La grande fête du cinéma est toujours un spectacle. Entre les pitreries des présentateurs, les robes incandescentes des actrices, les petits jeux de chacun durant la cérémonie, les tirades des uns et des autres, voire les tribunes libres de ceux qui profitent de ces projecteurs pour divaguer sur l’actualité, c’est parfois le cirque… Assurément, le spectateur en a pour son argent d’abonné à Canal +.
L’édition 2024 a été un peu plus terne. Illuminé seulement par le discours subtile et émouvant de Judith Godreche. Quelle émotion ! Cette femme magnifique, avec des yeux candides derrière des grandes lunettes, a effleuré son histoire tout en douceur. Avec l’assurance d’une femme équilibrée, elle a évoqué le hiatus entre la beauté d’un divertissement qui fait rêver et les « mains sales sur des seins de 15 ans » de quelques professionnels dévoyés. L’exploitation de jeunes actrices par leur mentor est une tâche honteuse sur la création artistique. Le cinéma qui élève l’âme devant les caméras, ne peut se prêter aux pires turpitudes en arrière-cuisine.
On pouvait craindre, comme l’a fait Jerome Seydoux, le Président de Pathé, que cette intervention soit déplacée, en portant sur la scène ce qui relève des prétoires de tribunal. Et le risque était aussi celui d’un nouveau grand déballage, aux côtés souvent obscènes, comme la tribune scandaleuse de la Palmée Justine Triet au dernier Festival de Cannes.
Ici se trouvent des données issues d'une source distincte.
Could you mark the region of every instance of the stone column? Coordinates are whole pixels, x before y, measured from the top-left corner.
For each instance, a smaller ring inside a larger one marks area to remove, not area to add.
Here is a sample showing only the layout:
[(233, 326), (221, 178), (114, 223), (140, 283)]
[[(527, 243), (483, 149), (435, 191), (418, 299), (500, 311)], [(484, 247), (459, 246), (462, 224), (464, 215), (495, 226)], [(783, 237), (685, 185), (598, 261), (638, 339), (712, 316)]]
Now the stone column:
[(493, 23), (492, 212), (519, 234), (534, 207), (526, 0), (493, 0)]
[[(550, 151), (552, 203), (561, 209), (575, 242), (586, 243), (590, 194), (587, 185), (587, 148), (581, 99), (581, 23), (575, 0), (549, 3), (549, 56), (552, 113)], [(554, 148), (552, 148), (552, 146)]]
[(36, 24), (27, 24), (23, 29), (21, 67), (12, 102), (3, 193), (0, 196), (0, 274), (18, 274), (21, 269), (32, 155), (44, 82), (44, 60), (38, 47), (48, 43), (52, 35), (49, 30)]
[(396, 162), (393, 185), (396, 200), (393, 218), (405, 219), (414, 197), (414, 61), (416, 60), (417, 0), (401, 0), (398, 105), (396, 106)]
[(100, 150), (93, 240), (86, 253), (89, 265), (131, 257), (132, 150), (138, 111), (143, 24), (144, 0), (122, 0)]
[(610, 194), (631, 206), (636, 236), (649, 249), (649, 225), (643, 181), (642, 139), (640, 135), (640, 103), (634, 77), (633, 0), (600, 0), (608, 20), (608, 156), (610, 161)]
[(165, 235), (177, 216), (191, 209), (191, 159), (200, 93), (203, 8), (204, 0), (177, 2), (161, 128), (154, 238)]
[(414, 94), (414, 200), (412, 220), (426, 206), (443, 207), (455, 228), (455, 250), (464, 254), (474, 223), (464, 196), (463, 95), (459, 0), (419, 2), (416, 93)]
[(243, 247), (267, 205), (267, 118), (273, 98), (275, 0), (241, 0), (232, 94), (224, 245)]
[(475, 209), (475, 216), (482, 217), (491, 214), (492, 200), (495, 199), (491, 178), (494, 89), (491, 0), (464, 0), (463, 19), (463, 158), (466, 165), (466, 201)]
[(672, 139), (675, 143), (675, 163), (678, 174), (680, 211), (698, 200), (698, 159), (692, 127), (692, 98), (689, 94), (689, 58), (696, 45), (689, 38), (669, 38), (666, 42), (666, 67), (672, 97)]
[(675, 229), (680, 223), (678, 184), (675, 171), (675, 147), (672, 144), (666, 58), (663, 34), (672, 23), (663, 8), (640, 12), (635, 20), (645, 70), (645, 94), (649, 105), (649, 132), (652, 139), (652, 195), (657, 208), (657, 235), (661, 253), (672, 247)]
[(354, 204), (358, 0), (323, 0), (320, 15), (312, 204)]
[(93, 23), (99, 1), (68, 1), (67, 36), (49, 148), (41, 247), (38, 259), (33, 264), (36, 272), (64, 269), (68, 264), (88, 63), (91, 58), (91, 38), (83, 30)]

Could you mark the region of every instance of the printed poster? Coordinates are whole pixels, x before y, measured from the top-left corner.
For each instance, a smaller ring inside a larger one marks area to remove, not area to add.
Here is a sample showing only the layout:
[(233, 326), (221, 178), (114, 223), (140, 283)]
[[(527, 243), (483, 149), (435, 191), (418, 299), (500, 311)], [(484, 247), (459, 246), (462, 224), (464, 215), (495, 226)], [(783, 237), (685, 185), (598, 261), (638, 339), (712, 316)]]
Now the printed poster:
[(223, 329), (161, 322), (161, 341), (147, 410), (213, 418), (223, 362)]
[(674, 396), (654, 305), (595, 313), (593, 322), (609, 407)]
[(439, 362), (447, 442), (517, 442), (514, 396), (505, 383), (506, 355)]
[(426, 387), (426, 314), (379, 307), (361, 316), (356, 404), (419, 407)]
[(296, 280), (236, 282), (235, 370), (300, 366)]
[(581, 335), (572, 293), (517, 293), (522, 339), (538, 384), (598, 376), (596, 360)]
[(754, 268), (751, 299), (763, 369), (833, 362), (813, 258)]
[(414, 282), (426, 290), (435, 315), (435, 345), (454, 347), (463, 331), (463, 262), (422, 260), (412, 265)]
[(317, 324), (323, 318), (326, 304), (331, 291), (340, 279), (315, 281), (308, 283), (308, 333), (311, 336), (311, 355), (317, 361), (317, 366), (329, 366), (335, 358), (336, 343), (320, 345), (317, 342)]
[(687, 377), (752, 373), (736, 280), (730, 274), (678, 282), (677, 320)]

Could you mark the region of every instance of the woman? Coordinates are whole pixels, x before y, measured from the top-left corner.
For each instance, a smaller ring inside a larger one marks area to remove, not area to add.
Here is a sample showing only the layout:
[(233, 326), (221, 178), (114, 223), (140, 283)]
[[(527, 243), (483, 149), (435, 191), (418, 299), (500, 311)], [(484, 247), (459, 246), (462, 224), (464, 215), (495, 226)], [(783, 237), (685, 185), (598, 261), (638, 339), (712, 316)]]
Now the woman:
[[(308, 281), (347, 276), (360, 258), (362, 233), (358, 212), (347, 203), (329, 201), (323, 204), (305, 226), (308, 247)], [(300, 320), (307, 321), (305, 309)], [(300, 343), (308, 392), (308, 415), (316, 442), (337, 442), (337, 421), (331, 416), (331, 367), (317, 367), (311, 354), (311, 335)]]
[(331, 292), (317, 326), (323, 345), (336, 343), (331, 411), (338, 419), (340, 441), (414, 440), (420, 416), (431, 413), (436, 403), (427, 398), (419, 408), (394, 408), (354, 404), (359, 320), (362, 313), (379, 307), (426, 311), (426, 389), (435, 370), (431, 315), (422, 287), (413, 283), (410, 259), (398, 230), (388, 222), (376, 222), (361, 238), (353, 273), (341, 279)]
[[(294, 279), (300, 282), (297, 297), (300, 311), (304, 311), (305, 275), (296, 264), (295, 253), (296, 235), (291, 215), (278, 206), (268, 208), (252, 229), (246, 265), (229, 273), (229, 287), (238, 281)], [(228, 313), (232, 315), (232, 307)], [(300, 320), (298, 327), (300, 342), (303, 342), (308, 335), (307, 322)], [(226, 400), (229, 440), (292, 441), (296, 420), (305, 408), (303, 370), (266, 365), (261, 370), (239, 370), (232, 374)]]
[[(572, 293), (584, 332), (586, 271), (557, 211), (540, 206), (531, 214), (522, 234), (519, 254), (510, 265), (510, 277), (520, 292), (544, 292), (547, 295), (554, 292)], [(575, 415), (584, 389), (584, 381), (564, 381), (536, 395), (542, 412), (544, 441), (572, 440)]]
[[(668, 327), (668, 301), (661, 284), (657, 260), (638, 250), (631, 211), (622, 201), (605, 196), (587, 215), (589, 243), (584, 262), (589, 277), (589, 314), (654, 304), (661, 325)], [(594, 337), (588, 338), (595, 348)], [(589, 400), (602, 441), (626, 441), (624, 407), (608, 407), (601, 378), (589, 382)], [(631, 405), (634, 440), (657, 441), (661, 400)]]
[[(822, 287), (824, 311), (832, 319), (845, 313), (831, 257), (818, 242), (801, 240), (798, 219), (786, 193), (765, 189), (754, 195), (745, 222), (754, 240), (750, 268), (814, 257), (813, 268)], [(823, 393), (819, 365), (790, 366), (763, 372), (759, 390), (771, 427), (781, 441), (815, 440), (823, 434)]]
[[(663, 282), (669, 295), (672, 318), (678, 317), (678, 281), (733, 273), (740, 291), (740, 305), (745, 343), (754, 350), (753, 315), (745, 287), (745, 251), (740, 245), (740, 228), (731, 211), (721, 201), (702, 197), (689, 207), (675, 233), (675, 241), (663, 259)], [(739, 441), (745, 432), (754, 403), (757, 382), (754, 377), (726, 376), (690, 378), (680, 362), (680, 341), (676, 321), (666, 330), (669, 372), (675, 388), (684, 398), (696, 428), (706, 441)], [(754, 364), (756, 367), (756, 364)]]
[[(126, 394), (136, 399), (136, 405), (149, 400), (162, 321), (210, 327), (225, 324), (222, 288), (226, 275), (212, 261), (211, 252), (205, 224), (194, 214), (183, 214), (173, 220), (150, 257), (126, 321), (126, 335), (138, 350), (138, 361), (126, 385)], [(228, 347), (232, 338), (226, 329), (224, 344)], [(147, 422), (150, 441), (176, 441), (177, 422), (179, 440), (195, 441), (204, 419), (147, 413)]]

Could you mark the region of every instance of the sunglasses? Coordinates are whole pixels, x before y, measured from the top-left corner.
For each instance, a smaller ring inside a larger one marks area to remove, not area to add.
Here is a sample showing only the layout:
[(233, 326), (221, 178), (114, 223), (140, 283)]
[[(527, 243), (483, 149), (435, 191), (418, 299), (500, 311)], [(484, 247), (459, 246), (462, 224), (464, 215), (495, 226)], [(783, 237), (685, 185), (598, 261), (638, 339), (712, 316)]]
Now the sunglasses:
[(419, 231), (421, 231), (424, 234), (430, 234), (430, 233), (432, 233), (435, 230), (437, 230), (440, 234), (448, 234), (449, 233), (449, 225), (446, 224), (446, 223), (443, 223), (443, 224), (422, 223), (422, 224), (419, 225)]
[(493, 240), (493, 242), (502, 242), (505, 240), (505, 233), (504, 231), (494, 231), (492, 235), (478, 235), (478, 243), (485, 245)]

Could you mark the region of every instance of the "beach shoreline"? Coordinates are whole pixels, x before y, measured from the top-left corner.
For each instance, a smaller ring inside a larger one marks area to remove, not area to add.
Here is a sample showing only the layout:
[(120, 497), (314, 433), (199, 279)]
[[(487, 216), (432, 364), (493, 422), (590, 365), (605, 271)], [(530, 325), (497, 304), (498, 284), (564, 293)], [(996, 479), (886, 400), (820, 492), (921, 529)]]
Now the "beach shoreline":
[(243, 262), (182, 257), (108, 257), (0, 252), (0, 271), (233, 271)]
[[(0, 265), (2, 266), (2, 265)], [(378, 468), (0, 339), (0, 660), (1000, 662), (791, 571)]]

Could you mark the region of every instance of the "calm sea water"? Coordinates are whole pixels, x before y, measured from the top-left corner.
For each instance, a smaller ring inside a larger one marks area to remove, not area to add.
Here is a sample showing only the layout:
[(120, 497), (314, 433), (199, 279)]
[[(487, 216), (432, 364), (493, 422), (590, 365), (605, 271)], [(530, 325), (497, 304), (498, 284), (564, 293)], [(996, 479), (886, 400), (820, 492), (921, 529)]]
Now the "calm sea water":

Mais Judith a mis toutes les craintes dans sa poche. Sans stigmatiser, d’une voix fluette où perçait son amour de la vie et toute absence de rancoeur, elle a appelé le cinéma à ses devoirs. Tellement plus percutant que la vulgarité d’une Corinne Masiero déboulant nue sur la scène en 2021 !
L’édition 2024 a donné lieu à un hommage appuyé au réalisateur Christopher Nolan, glorieux architecte de ce monument de l’image et du cinéma qu’est le film « Inception ». Et le César d’honneur offert à Agnès Jaoui a paru tellement mérité, pour cette femme de tous les combats qui nous a donné beaucoup d’émotions par ses films autour de son compagnon Jean-Pierre Bacri.
Quant au palmarès, il a été horriblement consensuel avec le film un peu surfait de Justine Triet « Anatomie d’une chute » qui raffle tout. Certes, ce film a des qualités que j’ai su mettre en avant sur ce blog, mais il ne mérite, certes, pas cette avalanche de trophées après Cannes. « Le Règne animal » que je ne connais pas, a aussi beaucoup engrangé, traduisant cette tentation du « tout ou rien » que je trouve très contestable au sein des milieux du cinéma. Car on laisse ainsi sur le bord du chemin d’excellents films. La déception de Jeanne Herry, auteur du formidable « Je verrai toujours vos visages » faisait de la peine. Son film méritait amplement le Cesar du meilleur film.
Dernier enseignement de cette édition : la découverte de la révélation masculine Raphaël Quenard. Un nom qui va se faire entendre dans un proche avenir, je suis prêt à le parier. Son discours de remerciements après son Cesar a été merveilleux de justesse et d’entrain.